Medida Provisória 1303/2025: Impactos na Tributação de Aplicações Financeiras
A Medida Provisória 1303/2025, publicada em junho, visa recompor receitas do governo após recuos em outras frentes de arrecadação, como o IOF. A MP atinge diretamente a tributação de aplicações financeiras, fundos e ativos virtuais, gerando incertezas entre investidores. O texto está em tramitação no Congresso, com mais de cem emendas, e entidades de classe e gestores se mobilizam.
Recomposição de Receitas
A MP 1303/2025 é uma iniciativa do governo para compensar a perda de receitas em outras áreas, como o recuo no aumento do Imposto sobre Operações Financeiras (IOF).

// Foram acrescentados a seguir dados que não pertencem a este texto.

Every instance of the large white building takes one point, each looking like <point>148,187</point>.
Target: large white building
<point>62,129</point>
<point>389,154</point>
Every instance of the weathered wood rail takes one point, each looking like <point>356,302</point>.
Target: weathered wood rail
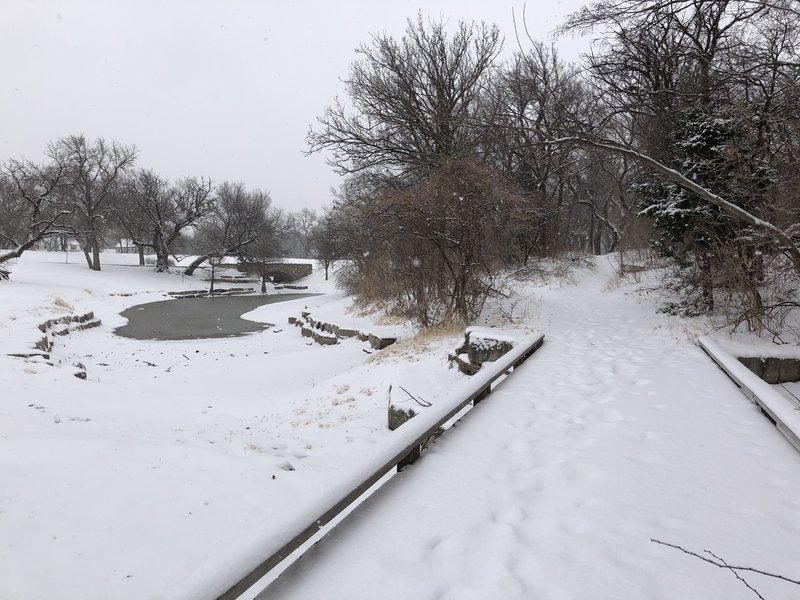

A medida visa tributar aplicações financeiras, fundos e ativos virtuais, afetando diretamente investidores pessoas físicas.
Impactos na Tributação
A tributação proposta na MP 1303/2025 inclui alíquotas variadas para diferentes tipos de aplicações. Por exemplo, LCIs, LCAs e letras garantidas passam a ser tributados em 7,5%, acima da alíquota de 5% inicialmente sugerida. Essa mudança gerou oposição da bancada do agronegócio, que depende desses produtos para financiamento.
Pontos de Atenção
Isenção de Produtos Estratégicos
A MP mantém a isenção de tributação para produtos considerados estratégicos, como FIIs, CRIs, CRAs e debêntures incentivadas. Essa decisão foi uma vitória para o mercado, evitando um impacto imediato na atratividade dessas aplicações.
Unificação da Alíquota de Renda Fixa
A unificação da alíquota em 17,5% para a renda fixa elimina o benefício da tabela regressiva. Isso pode enfraquecer projetos de financiamento de longo prazo, já que os investidores deixarão de ser recompensados por manter títulos por mais tempo.
Mobilização de Entidades
Entidades de classe, gestores e parlamentares estão se mobilizando diante do risco de mudanças abruptas no tratamento fiscal de instrumentos financeiros. A bancada ruralista, por exemplo, promete se opor firmemente à tributação das LCAs, que são essenciais para o crédito agrícola.
Perspectivas e Desdobramentos
O cenário político ainda é de intensa negociação, com as bancadas setoriais pressionando para suavizar os impactos sobre o agro e o mercado imobiliário. O governo, por outro lado, insiste na necessidade de ampliar a arrecadação. O mais provável é que o texto final mantenha a isenção em alguns produtos estratégicos e suavize a transição de outros.
Conselhos para Investidores
Atenção e Prudência
Estamos em um momento de incerteza regulatória. O conselho é que os investidores tenham prudência e não ajam precipitadamente. Os FIIs continuam distribuindo rendimentos normalmente até que haja mudança formal, e os títulos já emitidos permanecem sob a regra antiga.
Monitoramento Ativo
As próximas semanas serão decisivas para definir o texto final e, consequentemente, o impacto real sobre carteiras de renda fixa, fundos imobiliários e ativos alternativos. O momento pede atenção redobrada, mas não pânico.